PET imaging can help predict whether patients will respond to chemotherapy for pancreatic cancer before surgery, according to a study published April 8 in Clinical Radiology.
Japanese researchers analyzed imaging data from a group of patients with pancreatic adenocarcinoma who underwent F-18 FDG-PET/CT scans. They found PET radiotracer uptake values identified which patients were more likely to respond to initial chemotherapy prior to surgery.
"F-18 FDG-PET may be useful as a biomarker to predict the pathological response to [neoadjuvant chemotherapy] in patients with [pancreatic adenocarcinoma]," wrote corresponding author Dr. Akihiro Nishie, an associate professor of clinical radiology at Kyushu University in Fukuoka.
Pancreatic cancer has a poor prognosis. In 2018, pancreatic cancer was the seventh most prevalent type of cancer, with a mortality of 4.4 deaths per 100,000 people. Patients often receive chemotherapy as a first step to shrink tumors (neoadjuvant chemotherapy) and then continue treatment after tumors are removed.
Predicting whether patients respond to neoadjuvant chemotherapy based on F-18 FDG-PET imaging could have major implications for clinicians when deciding on subsequent treatment approaches, according to the authors.
In this retrospective study, Nishie and colleagues identified patients with pancreatic cancer who underwent F-18 FDG-PET/CT scans between April 2018 and August 2020 at their hospital. They included 28 patients who had surgery to remove tumors after initial neoadjuvant chemotherapy. Patients were split into groups of responders and nonresponders based on laboratory biopsy findings.
Next, the researchers measured maximum standardized uptake values (SUVmax) of the tumors on F-18 FDG-PET and compared the values among responders and nonresponders. The diagnostic performance of SUVmax in distinguishing between the two groups was evaluated using receiver operating characteristic (ROC) analysis.
A 71-year-old woman with pancreatic ductal adenocarcinoma, shown as a representative case of the response group. (a) A contrast-enhanced CT image (pancreatic parenchymal phase) shows a hypoattenuating mass at the body of the pancreas (arrow). (b) An FDG-PET/CT image shows FDG uptake in the mass (arrow, SUVmax = 9.43). (c) A loupe view using hematoxylin and eosin staining shows the cancer remnant area (yellow dotted circles). A relatively dense area of residual cancer cells is observed in the center of the tumor (black dotted circles). Most of the periphery of the tumor is covered with fibrosis. (d) A low magnification view (Ă—40) using hematoxylin and eosin staining, which corresponds to the blue square in (c), shows the presence of a few cancer cells and extensive fibrosis (grade 2). Image courtesy of Clinical Radiology.Image analysis was performed by one radiologist who had 25 years of experience in nuclear medicine.
The nonresponse group consisted of 23 cases, while the response group included five cases, according to the findings. The researchers found that the mean SUVmax of the response group was higher than that of the nonresponse group (9.00 vs. 4.26; p < 0.001). The optimal cutoff value of SUVmax was 9.28 for distinguishing between the two groups.
In addition, ROC analysis revealed that F-18 FDG-PET/CT SUVmax has a sensitivity of 80%, a specificity of 95.7%, and accuracy of 92.9% when predicting patients in the response group.
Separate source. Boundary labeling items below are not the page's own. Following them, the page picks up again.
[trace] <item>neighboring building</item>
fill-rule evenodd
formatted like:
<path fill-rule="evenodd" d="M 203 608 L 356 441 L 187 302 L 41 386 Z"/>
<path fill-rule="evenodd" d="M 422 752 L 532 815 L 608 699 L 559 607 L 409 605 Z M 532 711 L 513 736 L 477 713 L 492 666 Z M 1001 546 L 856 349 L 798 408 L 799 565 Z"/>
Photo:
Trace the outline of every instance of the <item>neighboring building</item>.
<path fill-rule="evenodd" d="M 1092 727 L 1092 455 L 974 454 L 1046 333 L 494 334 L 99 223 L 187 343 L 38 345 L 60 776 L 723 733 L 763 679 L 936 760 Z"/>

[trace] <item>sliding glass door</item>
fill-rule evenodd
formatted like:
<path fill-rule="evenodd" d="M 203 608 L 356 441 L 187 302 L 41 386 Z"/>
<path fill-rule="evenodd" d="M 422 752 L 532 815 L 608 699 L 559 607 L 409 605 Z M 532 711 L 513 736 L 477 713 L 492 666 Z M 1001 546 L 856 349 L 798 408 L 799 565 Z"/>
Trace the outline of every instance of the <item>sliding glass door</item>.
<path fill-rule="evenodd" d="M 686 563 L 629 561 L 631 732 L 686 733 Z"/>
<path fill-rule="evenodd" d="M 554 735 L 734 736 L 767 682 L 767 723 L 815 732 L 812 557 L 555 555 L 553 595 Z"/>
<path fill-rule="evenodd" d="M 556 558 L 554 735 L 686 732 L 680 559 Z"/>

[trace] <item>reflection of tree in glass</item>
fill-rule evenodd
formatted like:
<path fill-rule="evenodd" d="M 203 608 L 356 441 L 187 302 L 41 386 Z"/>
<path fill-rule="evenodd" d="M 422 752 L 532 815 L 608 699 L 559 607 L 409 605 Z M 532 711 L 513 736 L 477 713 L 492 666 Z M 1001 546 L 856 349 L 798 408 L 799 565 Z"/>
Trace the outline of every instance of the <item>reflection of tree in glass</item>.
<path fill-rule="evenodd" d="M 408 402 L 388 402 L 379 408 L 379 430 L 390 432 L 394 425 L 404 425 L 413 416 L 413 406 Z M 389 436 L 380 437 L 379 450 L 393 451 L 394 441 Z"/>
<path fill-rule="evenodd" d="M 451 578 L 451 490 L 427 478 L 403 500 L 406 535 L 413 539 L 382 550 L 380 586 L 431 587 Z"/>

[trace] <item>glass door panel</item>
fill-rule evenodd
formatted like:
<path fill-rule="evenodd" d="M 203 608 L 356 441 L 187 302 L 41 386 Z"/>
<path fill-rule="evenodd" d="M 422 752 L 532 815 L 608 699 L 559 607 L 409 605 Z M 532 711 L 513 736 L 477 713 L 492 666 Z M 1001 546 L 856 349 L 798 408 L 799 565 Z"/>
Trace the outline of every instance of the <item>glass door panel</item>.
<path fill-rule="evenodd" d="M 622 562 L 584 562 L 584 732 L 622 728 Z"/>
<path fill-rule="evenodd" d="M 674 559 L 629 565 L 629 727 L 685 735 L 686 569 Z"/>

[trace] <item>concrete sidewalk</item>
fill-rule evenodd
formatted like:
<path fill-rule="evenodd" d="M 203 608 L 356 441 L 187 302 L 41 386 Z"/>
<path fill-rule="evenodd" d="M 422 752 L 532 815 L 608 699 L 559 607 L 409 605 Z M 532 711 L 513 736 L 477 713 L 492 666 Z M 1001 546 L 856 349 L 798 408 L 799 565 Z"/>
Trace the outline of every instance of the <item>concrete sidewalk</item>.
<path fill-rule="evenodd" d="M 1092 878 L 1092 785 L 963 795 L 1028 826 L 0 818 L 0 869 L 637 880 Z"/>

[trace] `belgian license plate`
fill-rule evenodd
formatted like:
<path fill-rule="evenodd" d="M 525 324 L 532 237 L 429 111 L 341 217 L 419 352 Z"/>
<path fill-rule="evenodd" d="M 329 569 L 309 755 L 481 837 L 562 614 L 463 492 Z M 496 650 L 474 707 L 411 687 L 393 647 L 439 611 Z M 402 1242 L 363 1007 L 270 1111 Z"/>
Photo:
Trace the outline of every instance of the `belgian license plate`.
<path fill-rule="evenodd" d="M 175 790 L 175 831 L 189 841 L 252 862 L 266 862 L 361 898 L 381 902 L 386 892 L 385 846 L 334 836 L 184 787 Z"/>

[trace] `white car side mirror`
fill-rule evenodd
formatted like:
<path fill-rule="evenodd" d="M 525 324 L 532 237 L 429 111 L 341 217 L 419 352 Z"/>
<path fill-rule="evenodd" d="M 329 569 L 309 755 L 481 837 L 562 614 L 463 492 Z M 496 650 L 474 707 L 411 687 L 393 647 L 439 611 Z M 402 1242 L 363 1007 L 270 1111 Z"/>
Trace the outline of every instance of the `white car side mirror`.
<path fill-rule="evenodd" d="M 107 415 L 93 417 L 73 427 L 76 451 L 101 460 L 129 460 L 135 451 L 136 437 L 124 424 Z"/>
"This study showed that the mean SUVmax of [pancreatic adenocarcinomas] that responded to [neoadjuvant chemotherapy] was significantly higher than that of [pancreatic adenocarcinomas] that did not respond well," the authors stated.
In recent years, neoadjuvant chemotherapy has become an essential treatment for resectable pancreatic cancer, but the factors predicting responses to neoadjuvant chemotherapy are unclear, the researchers wrote.
Despite the small numbers of patients included, this study is clinically significant because it establishes that patients with pancreatic cancer and high SUVmax on F-18 FDG PET/CT scans respond well to neoadjuvant chemotherapy, the team wrote.
"Baseline [pancreatic adenocarcinoma] SUVmax might help guide personalized treatment decisions in the future," Nishie and colleagues concluded.